Basic principles of administration
1. principle of Hierarchy
a. The members of the organizations are arranged in a definite subordinate – super ordinate hierarchy of line positions ( eg Clas I, II, III and IV). It is also known as the ‘Scalar process’, where in lines of positional authority and responsibility run upward and downward through several levels with a broad base at the bottom and a single head at the top in order to preserve the ‘unity of command’
b. In the effective organization each worker knows who his supervisor is and each supervisor knows whom he is expected to supervise. If a worker is subject to orders from several supervisors (as in case of village development officer), he gets confused, in efficient and irresponsible. In this arrangement the authority of making vital decision is entrusted with a specialized person located at the helm of the organization.
2. Principles of Authority
Effective administration will occur when authority allocated to and individual or group of individuals is sufficient. The authority and the responsibility should be clearly defined and understand by all persons in the organizations. The different types of authorities are given in the following pages.

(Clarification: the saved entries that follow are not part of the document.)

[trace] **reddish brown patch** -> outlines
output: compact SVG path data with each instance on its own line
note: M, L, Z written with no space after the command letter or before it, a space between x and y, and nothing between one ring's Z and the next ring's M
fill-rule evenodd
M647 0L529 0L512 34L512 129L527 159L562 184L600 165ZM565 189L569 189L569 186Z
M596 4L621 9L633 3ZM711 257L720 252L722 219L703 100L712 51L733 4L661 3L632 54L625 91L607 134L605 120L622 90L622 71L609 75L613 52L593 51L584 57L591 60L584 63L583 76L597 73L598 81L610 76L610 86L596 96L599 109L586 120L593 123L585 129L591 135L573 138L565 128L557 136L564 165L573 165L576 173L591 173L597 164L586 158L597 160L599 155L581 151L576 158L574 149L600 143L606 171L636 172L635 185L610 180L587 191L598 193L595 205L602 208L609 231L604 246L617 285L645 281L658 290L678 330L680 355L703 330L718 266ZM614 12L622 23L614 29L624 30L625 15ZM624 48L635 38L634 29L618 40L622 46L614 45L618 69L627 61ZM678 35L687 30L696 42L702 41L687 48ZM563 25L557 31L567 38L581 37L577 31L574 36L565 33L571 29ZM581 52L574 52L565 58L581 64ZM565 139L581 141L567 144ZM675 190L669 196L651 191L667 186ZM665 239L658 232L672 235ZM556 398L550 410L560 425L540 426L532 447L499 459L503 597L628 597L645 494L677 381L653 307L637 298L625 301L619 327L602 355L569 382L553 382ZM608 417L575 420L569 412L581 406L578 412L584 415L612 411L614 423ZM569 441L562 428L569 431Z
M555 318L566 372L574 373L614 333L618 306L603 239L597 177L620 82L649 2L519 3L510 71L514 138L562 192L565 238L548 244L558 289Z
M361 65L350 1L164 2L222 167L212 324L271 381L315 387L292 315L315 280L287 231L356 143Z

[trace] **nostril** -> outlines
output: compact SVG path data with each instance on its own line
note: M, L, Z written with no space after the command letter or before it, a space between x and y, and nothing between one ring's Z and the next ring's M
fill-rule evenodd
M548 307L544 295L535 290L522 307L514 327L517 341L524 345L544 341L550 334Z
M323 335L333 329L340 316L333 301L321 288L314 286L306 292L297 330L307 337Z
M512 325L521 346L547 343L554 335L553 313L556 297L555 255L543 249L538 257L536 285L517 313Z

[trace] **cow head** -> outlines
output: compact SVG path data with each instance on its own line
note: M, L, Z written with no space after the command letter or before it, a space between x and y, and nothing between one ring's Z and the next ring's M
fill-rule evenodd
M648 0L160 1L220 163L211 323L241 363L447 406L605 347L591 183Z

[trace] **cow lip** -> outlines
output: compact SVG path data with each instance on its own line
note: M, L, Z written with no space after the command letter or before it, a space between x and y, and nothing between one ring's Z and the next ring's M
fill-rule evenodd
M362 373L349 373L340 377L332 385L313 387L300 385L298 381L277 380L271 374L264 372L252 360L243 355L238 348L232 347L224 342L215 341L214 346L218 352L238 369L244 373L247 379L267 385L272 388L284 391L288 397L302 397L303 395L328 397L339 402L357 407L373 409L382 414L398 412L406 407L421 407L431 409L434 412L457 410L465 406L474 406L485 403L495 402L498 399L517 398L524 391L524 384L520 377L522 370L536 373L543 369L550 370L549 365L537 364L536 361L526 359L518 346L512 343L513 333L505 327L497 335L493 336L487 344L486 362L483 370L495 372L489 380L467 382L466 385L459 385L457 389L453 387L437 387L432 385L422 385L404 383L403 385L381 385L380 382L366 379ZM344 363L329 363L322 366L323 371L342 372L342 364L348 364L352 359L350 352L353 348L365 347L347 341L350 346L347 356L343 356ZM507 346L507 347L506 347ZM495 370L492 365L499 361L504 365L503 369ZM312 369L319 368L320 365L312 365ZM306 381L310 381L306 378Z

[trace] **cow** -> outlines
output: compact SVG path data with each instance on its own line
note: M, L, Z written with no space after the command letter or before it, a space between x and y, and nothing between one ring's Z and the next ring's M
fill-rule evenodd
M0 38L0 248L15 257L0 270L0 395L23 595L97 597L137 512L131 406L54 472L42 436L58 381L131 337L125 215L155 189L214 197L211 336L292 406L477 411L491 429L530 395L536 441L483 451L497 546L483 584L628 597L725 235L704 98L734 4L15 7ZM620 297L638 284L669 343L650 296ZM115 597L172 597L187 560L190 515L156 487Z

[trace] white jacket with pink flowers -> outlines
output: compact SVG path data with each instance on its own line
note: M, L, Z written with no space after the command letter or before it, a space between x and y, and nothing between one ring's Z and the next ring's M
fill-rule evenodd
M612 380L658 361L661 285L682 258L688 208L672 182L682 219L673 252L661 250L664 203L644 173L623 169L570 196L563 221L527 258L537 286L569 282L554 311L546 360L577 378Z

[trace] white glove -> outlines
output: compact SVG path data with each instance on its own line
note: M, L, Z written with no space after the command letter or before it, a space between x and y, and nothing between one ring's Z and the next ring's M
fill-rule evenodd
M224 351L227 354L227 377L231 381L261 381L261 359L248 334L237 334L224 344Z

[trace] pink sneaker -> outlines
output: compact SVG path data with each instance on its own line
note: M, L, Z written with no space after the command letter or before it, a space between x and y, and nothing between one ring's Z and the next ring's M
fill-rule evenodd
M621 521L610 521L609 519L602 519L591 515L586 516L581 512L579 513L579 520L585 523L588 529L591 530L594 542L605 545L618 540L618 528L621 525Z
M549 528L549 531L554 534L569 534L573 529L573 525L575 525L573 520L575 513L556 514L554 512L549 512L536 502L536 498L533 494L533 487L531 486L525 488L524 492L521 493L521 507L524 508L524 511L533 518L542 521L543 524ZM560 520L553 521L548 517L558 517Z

3. Principles of responsibility with matching authority
The individual should not be burdened only with responsibilities but should also be provided with matching authority. This is more important in a decentralized form of administration. Responsibility without authority is just lie leaving an individual to fight with a tiger without a gun or weapon.
4. Principles of span of control
Span of control is the number of subordinates one has he supervise. In general, the span of control is such as to permit to decision making as it needed. It helps in attaining quality decision. It results in increased effectiveness and efficiency in attaining the organizational objectives. Some of the factors influencing the span of control include
a. the intensity and frequency of the need to see the chief,
b. the age of the agency
c. the magnitude of their problems
d. the professional competence and length of service of the staff
e. the size of the agency
f. the size of the geographic area in which the supervisor must operate
g. the importance of the decisions which the supervisor must make
h. the degree of control that must be exercised
i. the degree of repetitiveness of the work to be done.
5. Principles of communication
There should be two way channel of communication, both vertical and horizontal in the organization. Communication ensures common understanding of organization values and objectives clear and proper assignments of authority and functions are required for success in large operations. Employees want to know what is going on without a broad sharing of information and purpose their morale will be low and the agency’s task will be more difficult.
6. Principles of organizational structure
The organization can no longer remain fixed or static changes in basic objectives, in size of staff, in professional competency, adjustments in programme emphasis, in the nature of institutional relationship within which the organization must operate will have to be made. Similarly the need for long range as well as short range planning of programmer personnel and finances may require many adjustments, in the form of the administrative organizational structures. In short the organizational structure should be subject to continues adaptations as conditions warrant.